The well-preserved fossil that was once a dinosaur's butt bone (sacrum) was excavated from South Dakota's Hell Creek Formation in 2019. It belongs to a species of Edmontosaurus, one of the last non-avian dinosaurs known to have ever existed.

Signs of Original Organic Material Found in Dinosaur Fossil, Reigniting Debate
The fossilized sacrum. (Tuinstra et al., Analytical Chemistry, 2025)

These giant lizards, reaching up to 12 meters (39 feet) in length, were horny-beaked plant eaters that roamed alongside the infamous Tyrannosaurus rex and Triceratops during the late Cretaceous around 73 million years ago.

Collagen, the most common protein found in bones, has previously been associated with a hadrosaur's leg bone in 2009 and an arm bone of a T. rex in 2007, but such finds are contested by other researchers, who argue any original proteins would have been replaced by the fossilization process long ago.

So, University of Liverpool engineer Lucien Tuinstra and colleagues used three independent techniques, including cross-polarized light microscopy, to unambiguously identify and quantify decaying hydroxyproline, a unique building block of collagen.

"If the sequenced collagen is contamination by recent sources, then the sequence would be largely complete," the researchers argue in their paper.

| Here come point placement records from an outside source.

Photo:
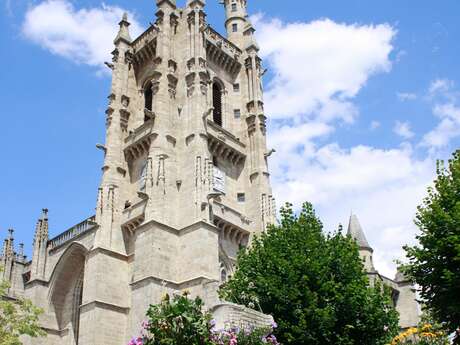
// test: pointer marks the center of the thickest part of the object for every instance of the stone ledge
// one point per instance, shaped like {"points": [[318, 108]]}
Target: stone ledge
{"points": [[230, 314]]}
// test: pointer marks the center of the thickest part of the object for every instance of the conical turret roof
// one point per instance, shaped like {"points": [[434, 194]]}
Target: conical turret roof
{"points": [[356, 231]]}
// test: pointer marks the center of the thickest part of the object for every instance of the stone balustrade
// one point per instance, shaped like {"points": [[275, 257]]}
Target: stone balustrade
{"points": [[72, 233]]}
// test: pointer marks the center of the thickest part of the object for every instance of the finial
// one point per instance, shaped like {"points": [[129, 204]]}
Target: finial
{"points": [[123, 33]]}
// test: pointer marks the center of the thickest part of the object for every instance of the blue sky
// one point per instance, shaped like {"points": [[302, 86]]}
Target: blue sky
{"points": [[362, 97]]}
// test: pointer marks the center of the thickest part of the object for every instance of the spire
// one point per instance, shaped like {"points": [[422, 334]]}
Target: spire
{"points": [[202, 3], [237, 23], [9, 250], [44, 221], [123, 33], [356, 232], [3, 253]]}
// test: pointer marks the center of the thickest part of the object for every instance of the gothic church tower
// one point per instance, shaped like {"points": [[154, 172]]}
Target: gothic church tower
{"points": [[185, 181]]}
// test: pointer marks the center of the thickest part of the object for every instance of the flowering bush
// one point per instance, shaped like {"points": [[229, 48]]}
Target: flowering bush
{"points": [[243, 336], [181, 321], [426, 334]]}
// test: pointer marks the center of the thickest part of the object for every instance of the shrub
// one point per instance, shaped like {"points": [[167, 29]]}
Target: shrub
{"points": [[182, 321]]}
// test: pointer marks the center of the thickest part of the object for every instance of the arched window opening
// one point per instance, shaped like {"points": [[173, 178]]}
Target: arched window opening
{"points": [[148, 99], [143, 177], [223, 276], [217, 103]]}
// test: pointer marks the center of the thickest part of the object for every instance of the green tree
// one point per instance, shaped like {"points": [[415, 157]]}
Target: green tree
{"points": [[313, 284], [18, 317], [434, 264]]}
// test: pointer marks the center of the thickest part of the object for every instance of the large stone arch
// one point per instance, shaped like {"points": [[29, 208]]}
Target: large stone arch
{"points": [[66, 291]]}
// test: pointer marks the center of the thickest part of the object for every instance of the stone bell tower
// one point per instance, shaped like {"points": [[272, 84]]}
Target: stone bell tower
{"points": [[185, 182]]}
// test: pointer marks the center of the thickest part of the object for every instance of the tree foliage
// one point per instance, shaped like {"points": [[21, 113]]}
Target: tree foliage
{"points": [[313, 284], [434, 264], [17, 317]]}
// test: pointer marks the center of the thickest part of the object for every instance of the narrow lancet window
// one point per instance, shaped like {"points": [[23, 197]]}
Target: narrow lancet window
{"points": [[148, 99], [217, 103]]}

But the team only found short sequences of the hydroxyproline amino acid, at low amounts, consistent with ancient and decayed collagen.

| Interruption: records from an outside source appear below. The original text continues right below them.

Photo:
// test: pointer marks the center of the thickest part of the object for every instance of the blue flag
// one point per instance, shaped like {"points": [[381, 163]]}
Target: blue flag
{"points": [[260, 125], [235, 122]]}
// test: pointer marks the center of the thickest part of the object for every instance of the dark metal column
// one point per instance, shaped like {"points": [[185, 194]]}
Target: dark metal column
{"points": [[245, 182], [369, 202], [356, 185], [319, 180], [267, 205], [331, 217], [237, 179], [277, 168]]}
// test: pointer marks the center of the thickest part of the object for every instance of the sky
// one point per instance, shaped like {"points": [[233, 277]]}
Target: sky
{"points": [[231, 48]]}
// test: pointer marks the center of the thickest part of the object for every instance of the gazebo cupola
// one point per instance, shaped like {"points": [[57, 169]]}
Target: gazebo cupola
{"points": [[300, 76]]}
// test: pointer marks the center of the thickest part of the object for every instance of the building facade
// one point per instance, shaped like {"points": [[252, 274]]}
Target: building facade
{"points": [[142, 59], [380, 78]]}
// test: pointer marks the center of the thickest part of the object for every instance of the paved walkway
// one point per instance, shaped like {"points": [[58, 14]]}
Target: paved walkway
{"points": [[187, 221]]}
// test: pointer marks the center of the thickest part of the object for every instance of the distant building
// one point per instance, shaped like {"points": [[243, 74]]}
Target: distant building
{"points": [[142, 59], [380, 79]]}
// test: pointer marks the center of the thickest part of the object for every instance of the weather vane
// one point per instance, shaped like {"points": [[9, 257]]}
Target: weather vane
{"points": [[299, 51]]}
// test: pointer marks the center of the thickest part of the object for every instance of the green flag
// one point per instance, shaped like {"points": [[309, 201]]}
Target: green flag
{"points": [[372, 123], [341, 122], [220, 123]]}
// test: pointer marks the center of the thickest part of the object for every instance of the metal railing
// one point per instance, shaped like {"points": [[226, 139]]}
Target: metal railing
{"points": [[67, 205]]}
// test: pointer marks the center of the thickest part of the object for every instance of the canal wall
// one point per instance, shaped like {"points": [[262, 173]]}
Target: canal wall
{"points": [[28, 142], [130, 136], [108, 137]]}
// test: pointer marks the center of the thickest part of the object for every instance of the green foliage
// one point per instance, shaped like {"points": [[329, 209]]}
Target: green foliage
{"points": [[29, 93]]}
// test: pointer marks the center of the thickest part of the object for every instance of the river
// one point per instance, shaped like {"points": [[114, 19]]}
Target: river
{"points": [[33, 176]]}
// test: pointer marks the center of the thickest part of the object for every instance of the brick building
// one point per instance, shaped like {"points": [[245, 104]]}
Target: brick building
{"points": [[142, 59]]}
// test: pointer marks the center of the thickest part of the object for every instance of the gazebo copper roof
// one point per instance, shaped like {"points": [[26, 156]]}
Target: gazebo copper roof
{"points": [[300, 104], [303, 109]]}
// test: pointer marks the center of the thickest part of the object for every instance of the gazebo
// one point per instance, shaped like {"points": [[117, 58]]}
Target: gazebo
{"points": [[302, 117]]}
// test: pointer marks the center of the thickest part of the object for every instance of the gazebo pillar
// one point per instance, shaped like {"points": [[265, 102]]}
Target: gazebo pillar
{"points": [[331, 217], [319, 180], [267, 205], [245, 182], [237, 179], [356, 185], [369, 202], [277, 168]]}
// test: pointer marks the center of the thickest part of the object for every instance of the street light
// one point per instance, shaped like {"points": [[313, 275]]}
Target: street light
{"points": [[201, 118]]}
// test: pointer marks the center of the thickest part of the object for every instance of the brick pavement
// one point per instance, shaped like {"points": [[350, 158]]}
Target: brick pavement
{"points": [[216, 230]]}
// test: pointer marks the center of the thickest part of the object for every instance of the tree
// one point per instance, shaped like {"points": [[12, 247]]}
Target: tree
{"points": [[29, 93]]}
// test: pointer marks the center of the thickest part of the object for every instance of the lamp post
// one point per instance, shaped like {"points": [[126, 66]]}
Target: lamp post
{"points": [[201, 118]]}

Edmontosaurus has similar but smaller traces of collagen as seen in the turkey bones here, which shifts between yellow and blue when rotated (yellow square in A and then B) under filtered microscopy. (Tuinstra et al., Analytical Chemistry, 2025)

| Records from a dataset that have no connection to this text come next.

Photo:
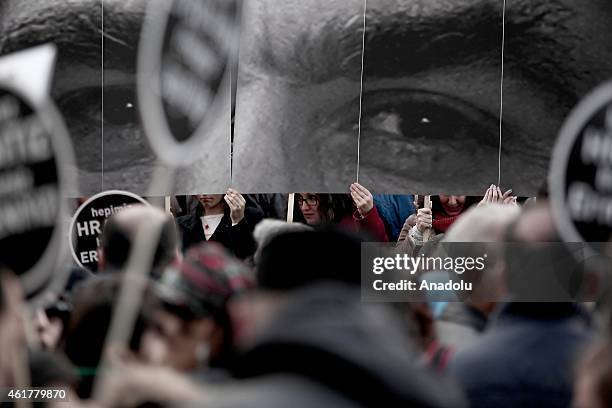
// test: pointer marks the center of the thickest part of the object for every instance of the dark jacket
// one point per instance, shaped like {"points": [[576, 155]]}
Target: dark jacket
{"points": [[237, 238], [326, 348], [525, 358]]}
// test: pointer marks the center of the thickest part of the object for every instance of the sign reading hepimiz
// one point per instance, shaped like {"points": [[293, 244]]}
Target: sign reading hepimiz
{"points": [[89, 220], [184, 63], [580, 178], [33, 148]]}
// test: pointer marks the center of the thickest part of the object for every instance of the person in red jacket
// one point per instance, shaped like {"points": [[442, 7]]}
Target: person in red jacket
{"points": [[356, 212]]}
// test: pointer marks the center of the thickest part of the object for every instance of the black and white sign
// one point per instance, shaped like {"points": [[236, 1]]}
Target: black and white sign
{"points": [[581, 171], [33, 149], [89, 220], [183, 68]]}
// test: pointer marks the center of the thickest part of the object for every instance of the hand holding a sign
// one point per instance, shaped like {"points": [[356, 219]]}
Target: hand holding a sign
{"points": [[237, 204], [362, 198], [495, 196]]}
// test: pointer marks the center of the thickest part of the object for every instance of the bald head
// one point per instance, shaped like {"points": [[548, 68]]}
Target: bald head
{"points": [[482, 224], [120, 231]]}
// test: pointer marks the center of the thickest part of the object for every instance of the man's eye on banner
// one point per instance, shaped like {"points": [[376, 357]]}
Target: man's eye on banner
{"points": [[431, 97], [184, 88], [297, 108]]}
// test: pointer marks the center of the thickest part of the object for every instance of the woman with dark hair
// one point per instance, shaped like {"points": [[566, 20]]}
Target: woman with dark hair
{"points": [[225, 219], [445, 209], [354, 212]]}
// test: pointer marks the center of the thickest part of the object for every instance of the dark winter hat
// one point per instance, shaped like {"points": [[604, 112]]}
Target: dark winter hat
{"points": [[205, 281], [296, 259]]}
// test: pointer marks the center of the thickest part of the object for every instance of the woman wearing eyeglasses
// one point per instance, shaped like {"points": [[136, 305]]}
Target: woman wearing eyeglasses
{"points": [[356, 212]]}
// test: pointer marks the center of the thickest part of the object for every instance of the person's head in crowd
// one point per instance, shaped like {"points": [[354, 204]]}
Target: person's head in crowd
{"points": [[484, 227], [355, 211], [446, 209], [48, 369], [593, 378], [120, 231], [269, 228], [93, 304], [191, 329], [323, 208], [295, 259]]}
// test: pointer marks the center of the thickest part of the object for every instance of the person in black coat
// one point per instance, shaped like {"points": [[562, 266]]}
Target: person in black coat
{"points": [[222, 218]]}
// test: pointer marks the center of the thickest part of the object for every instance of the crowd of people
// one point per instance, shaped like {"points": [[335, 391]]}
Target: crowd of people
{"points": [[242, 308]]}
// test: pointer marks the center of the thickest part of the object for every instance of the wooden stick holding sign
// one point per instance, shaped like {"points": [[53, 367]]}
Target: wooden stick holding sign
{"points": [[429, 231], [290, 205]]}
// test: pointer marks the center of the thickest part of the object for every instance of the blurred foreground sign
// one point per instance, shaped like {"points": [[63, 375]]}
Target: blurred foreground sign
{"points": [[89, 220], [33, 146], [184, 74], [581, 171]]}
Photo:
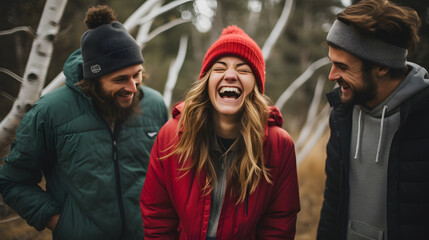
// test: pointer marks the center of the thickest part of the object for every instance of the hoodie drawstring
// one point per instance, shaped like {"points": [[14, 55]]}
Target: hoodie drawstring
{"points": [[358, 139], [381, 133]]}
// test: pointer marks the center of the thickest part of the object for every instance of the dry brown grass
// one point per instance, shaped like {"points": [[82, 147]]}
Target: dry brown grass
{"points": [[311, 179]]}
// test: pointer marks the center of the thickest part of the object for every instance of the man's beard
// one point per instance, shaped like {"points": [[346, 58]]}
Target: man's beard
{"points": [[109, 107], [364, 94]]}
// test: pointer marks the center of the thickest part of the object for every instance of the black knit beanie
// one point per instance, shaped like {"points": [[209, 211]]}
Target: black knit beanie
{"points": [[107, 46]]}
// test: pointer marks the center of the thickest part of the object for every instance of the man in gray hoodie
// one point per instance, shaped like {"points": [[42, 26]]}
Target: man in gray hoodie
{"points": [[377, 164]]}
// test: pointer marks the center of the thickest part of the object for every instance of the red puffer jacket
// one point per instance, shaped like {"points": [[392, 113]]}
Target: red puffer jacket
{"points": [[173, 207]]}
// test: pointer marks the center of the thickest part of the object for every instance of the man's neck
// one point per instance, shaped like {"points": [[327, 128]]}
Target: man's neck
{"points": [[385, 87]]}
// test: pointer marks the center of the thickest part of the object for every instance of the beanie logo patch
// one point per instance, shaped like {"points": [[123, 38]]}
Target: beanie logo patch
{"points": [[95, 68]]}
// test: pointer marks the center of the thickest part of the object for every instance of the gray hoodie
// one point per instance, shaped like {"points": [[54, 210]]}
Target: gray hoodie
{"points": [[372, 134]]}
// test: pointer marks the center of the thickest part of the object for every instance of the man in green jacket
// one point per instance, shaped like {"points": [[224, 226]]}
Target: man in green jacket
{"points": [[90, 139]]}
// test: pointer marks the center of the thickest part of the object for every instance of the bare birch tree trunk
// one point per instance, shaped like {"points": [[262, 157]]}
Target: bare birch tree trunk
{"points": [[174, 70], [277, 30], [35, 72]]}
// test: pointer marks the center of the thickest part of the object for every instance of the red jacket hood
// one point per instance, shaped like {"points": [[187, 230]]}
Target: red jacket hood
{"points": [[274, 119]]}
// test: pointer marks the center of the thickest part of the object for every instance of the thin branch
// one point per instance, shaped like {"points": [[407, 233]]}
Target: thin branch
{"points": [[7, 96], [164, 28], [278, 29], [300, 80], [323, 124], [132, 20], [11, 74], [163, 9], [26, 29]]}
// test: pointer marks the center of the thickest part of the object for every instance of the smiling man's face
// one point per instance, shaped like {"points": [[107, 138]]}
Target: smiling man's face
{"points": [[357, 86]]}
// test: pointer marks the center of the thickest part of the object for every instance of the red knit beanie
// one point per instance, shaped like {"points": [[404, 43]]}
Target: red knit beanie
{"points": [[235, 42]]}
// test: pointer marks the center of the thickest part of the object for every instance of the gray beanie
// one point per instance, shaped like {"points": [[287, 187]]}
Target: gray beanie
{"points": [[108, 48], [345, 37]]}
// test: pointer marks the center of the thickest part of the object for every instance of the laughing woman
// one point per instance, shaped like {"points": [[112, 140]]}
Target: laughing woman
{"points": [[222, 167]]}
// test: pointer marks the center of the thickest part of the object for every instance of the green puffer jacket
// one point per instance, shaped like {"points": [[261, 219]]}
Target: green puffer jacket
{"points": [[93, 177]]}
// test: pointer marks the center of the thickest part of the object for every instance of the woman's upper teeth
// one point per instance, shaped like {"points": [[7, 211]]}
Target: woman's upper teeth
{"points": [[230, 89]]}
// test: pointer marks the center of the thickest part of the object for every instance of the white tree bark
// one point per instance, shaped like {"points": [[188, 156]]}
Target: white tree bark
{"points": [[35, 71], [133, 20], [57, 82], [311, 114], [277, 30], [322, 121], [174, 70], [299, 81]]}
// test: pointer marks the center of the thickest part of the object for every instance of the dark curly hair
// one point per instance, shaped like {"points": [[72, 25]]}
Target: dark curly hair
{"points": [[99, 15], [384, 20]]}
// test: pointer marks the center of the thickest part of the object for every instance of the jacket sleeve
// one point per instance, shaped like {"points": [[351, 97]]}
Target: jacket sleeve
{"points": [[328, 225], [279, 221], [22, 171], [160, 220]]}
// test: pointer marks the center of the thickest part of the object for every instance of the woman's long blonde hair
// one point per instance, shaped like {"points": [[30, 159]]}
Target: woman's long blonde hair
{"points": [[196, 125]]}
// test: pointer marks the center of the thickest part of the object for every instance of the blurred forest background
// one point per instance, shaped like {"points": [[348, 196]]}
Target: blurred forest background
{"points": [[301, 43]]}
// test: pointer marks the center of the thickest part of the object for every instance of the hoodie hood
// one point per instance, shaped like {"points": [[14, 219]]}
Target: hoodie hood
{"points": [[73, 70], [384, 118], [416, 80]]}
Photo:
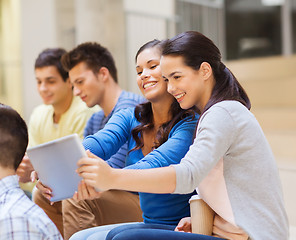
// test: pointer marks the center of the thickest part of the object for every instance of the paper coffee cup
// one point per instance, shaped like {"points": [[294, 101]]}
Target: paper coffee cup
{"points": [[202, 216]]}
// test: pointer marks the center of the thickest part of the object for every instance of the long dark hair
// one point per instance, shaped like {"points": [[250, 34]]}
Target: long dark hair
{"points": [[144, 113], [195, 48]]}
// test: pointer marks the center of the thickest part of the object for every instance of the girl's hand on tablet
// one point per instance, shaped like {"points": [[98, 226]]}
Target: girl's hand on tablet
{"points": [[86, 192]]}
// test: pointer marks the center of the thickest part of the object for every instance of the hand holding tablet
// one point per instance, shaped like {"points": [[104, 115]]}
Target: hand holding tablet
{"points": [[56, 164]]}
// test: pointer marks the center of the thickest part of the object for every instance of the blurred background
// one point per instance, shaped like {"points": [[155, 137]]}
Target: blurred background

"Cross-polarized light microscopy images of fossil bones, collected for a century, should be revisited," suggests Taylor.

"These images may reveal intact patches of bone collagen, potentially offering a ready-made trove of fossil candidates for further protein analysis. This could unlock new insights into dinosaurs – for example revealing connections between dinosaur species that remain unknown."

The researchers also compared artificially aged collagen samples from a modern turkey and bovine, using liquid chromatography tandem mass spectrometry, and found no similarities with the Edmontosaurus sample.

"The findings inform the intriguing mystery of how these proteins have managed to persist in fossils for so long," says Taylor.

This research was published in Analytical Chemistry.